Determination of displacement limits for the seismic rehabilitation of concrete buildings

As our understanding of the response of buildings to earthquakes improves, design codes in seismic regions around the world are changing to keep up with advances in the understanding of building performance. These changes demand the development of new analytical tools and procedures to satisfy the emerging design criteria. This paper describes analytical procedures that can be used with the voluntary ordinance for hazard reduction in existing concrete buildings in the City of Los Angeles, a typical example of the new, displacement-based seismic rehabilitation criteria. Displacement-based procedures demand an accurate representation of element stiffness over the entire range of building behavior and the methodology described herein determines element stiffness with nonlinear analyses that begin with the stress strain relationships of concrete and steel.
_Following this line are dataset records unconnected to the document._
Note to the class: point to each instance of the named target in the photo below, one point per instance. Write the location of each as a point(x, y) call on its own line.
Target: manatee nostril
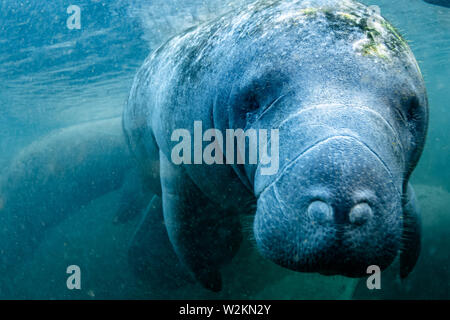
point(320, 211)
point(360, 214)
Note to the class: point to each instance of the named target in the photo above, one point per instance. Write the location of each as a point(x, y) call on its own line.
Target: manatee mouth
point(334, 209)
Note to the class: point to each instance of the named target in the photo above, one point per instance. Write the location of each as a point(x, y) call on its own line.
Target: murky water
point(53, 77)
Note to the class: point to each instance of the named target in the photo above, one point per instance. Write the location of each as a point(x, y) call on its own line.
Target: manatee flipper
point(133, 198)
point(204, 236)
point(151, 254)
point(411, 234)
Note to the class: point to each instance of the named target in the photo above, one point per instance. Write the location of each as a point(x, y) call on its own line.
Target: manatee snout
point(333, 209)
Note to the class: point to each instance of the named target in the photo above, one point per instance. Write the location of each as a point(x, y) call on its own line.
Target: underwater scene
point(224, 149)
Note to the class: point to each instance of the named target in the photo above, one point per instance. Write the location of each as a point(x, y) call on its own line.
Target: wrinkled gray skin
point(57, 175)
point(442, 3)
point(346, 94)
Methods for determining the material stress versus strain relationships are reviewed, and the effects of lateral confinement and tension stiffening on concrete behavior are demonstrated. Material behavior is then extended to the development of moment-curvature relationships, which are the basis for determining the change in stiffness of flexural elements with increasing deformation. Displacement limits of the structure are determined by correlating the calculated building displacements and story drifts to strains and curvatures at critical cross sections. The paper presents techniques for performing this correlation by considering the redistribution of forces that occurs with changes in member stiffness at different displacement levels and by applying basic structural mechanics principles.